Beberapa orang tua mengeluhkan adanya intimidasi dari pihak sekolah, seperti ancaman administrasi Dapodik bermasalah jika mengambil dana PIP secara mandiri, perlakuan diskriminatif terhadap siswa penerima PIP dari jalur dewan (misalnya disindir untuk datang subuh atau disinggung di depan umum), dan bahkan permintaan biaya atau penyerahan buku tabungan dan ATM kepada pihak sekolah dengan janji pengurusan administrasi hingga ke jenjang kuliah. Hal ini berdampak pada kondisi psikologis siswa, yang merasa tertekan dan tidak nyaman di lingkungan sekolah. Selain itu, proses aktivasi rekening dan pengambilan dana seringkali diwarnai perdebatan dan birokrasi yang berbelit, seperti pengalaman di mana orang tua harus berdebat untuk mendapatkan surat aktivasi atau buku tabungan, sehingga menyulitkan orang tua yang kurang memahami prosedur teknis.
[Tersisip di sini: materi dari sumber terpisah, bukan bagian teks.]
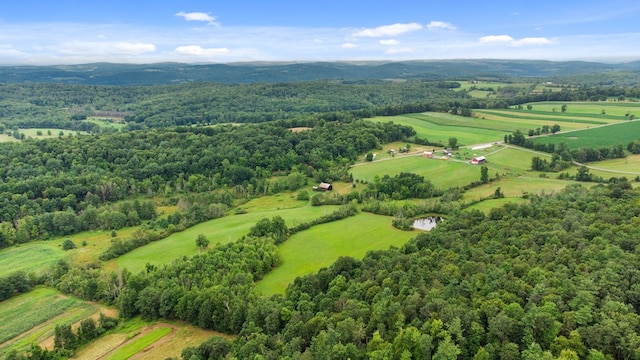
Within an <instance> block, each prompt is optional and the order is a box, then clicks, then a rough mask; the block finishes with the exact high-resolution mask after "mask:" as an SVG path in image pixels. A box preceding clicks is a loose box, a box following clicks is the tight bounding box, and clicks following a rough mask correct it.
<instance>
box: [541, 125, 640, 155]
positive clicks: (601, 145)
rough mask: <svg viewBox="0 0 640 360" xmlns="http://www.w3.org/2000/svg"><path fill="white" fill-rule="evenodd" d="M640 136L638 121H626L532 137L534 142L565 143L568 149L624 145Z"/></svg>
mask: <svg viewBox="0 0 640 360" xmlns="http://www.w3.org/2000/svg"><path fill="white" fill-rule="evenodd" d="M639 138H640V121H639V120H634V121H627V122H624V123H619V124H615V125H609V126H602V127H598V128H591V129H587V130H581V131H573V132H568V133H561V134H555V135H553V136H544V137H539V138H536V139H534V143H541V144H556V145H558V144H560V143H565V144H566V145H567V148H568V149H578V148H581V147H595V148H597V147H602V146H612V145H617V144H622V145H623V146H624V147H625V148H626V145H627V144H628V143H629V142H631V141H634V140H637V139H639Z"/></svg>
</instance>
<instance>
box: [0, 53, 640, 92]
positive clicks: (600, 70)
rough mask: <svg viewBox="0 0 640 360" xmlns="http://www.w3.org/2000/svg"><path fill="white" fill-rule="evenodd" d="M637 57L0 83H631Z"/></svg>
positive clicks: (42, 72) (169, 70) (3, 78)
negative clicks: (27, 82) (505, 82)
mask: <svg viewBox="0 0 640 360" xmlns="http://www.w3.org/2000/svg"><path fill="white" fill-rule="evenodd" d="M639 68H640V63H639V62H637V61H636V62H629V63H620V64H611V63H597V62H586V61H565V62H558V61H539V60H498V59H484V60H480V59H475V60H465V59H460V60H431V61H402V62H385V61H358V62H300V63H282V62H272V63H269V62H256V63H235V64H234V63H230V64H201V65H193V64H181V63H157V64H140V65H135V64H113V63H93V64H83V65H62V66H1V67H0V83H26V82H40V83H57V84H85V85H118V86H122V85H168V84H177V83H190V82H220V83H235V84H238V83H267V82H271V83H272V82H287V83H291V82H301V81H316V80H349V81H357V80H372V79H374V80H385V79H404V80H407V79H428V80H455V79H460V78H464V79H470V78H475V77H484V78H492V79H500V80H503V81H504V80H510V79H514V78H554V79H560V78H561V79H562V82H567V81H570V82H573V83H581V84H588V85H613V84H614V83H616V84H625V85H634V84H637V82H638V69H639Z"/></svg>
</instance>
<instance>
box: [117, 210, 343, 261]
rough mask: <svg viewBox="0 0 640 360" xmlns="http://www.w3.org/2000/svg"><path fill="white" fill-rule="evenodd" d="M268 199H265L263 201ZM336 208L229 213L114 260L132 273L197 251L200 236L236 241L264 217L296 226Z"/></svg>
mask: <svg viewBox="0 0 640 360" xmlns="http://www.w3.org/2000/svg"><path fill="white" fill-rule="evenodd" d="M261 201H264V200H261ZM334 210H335V207H332V206H320V207H314V206H310V205H309V206H304V207H296V208H289V209H280V210H273V211H256V212H249V213H247V214H242V215H229V216H225V217H222V218H219V219H214V220H210V221H207V222H204V223H201V224H198V225H195V226H193V227H190V228H188V229H186V230H184V231H182V232H179V233H175V234H172V235H170V236H168V237H166V238H164V239H162V240H159V241H156V242H153V243H151V244H148V245H146V246H143V247H141V248H138V249H136V250H134V251H132V252H130V253H128V254H125V255H123V256H121V257H119V258H118V259H116V260H114V261H115V262H116V264H117V267H119V268H121V269H123V268H128V269H129V270H130V271H132V272H134V273H135V272H138V271H141V270H143V269H144V267H145V265H146V264H147V263H150V264H153V265H161V264H167V263H169V262H171V260H173V259H175V258H177V257H181V256H191V255H194V254H196V253H197V252H198V251H200V250H198V248H197V246H196V241H195V240H196V238H197V237H198V235H200V234H203V235H205V236H206V237H207V239H208V240H209V242H210V245H209V246H214V245H215V244H218V243H220V244H223V243H228V242H231V241H235V240H237V239H239V238H240V237H242V236H243V235H246V234H248V233H249V230H250V229H251V227H252V226H253V225H255V224H256V223H257V222H258V221H260V220H262V219H264V218H272V217H274V216H276V215H278V216H281V217H282V218H283V219H284V220H285V222H286V224H287V226H291V225H295V224H296V222H297V221H299V222H302V221H307V220H311V219H314V218H318V217H321V216H323V215H326V214H328V213H331V212H332V211H334Z"/></svg>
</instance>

Perbedaan signifikan ditemukan antara sekolah negeri dan swasta. Di sekolah negeri, kasus intimidasi atau intervensi terhadap dana PIP tidak ditemukan, dan dana umumnya diterima langsung oleh siswa tanpa intervensi pihak sekolah. Sedangkan di sekolah swasta, dana seringkali dikelola oleh yayasan dengan orientasi bisnis, sehingga prioritas utama adalah menutupi biaya operasional sekolah sebelum dana diberikan kepada siswa. Praktik ini menimbulkan ketidakadilan dan mengurangi transparansi pengelolaan dana bantuan. Untuk mengatasi kendala ini, disarankan agar orang tua atau siswa mengambil dana langsung ke bank tanpa melibatkan pihak sekolah, memastikan dana diterima secara utuh. Jika ada biaya sekolah, orang tua dapat membayarkannya setelah dana diterima. Hal ini untuk menghindari pemotongan atau pengelolaan dana oleh pihak sekolah yang tidak transparan.
Terkait siswa yang berpindah sekolah, terutama ke madrasah atau pondok pesantren, dana PIP tidak dapat dilanjutkan kecuali jika sekolah baru masih berada di bawah naungan Kementerian Pendidikan dan Kebudayaan. Siswa yang berpindah ke madrasah di bawah Kementerian Agama tidak lagi berhak menerima PIP dari jalur pendidikan umum. Ada juga kekhawatiran mengenai sekolah yang tidak menerima siswa pindahan meskipun siswa tersebut memiliki prestasi.
Dalam konteks seleksi penerima bantuan, status DTKS dan desil 1-5 menjadi penentu utama kelayakan, sedangkan desil 6-10 dianggap tidak layak. Perubahan status DTKS dapat diajukan melalui kelurahan atau desa, dengan pendampingan dari petugas setempat. Selain itu, terdapat kekhawatiran bahwa pihak sekolah dapat memanipulasi data kelayakan siswa atau status penerimaan bantuan untuk kepentingan tertentu, sehingga diperlukan pengawasan lebih lanjut dari pihak berwenang.
Secara keseluruhan, wawancara ini mengungkapkan bahwa pelaksanaan PIP di lapangan masih menghadapi berbagai kendala administratif, sosial, dan psikologis, terutama di sekolah swasta. Diperlukan transparansi, edukasi, dan pengawasan yang lebih ketat agar dana bantuan pendidikan benar-benar diterima oleh siswa yang berhak, serta perlindungan terhadap hak-hak siswa dan orang tua dari praktik intimidasi dan diskriminasi oleh pihak sekolah. Program bantuan pendidikan seperti PIP harus dijalankan sesuai dengan regulasi yang berlaku, dengan mengutamakan kepentingan siswa dan keluarga penerima manfaat, serta memastikan proses pencairan dana berjalan efisien, adil, dan transparan.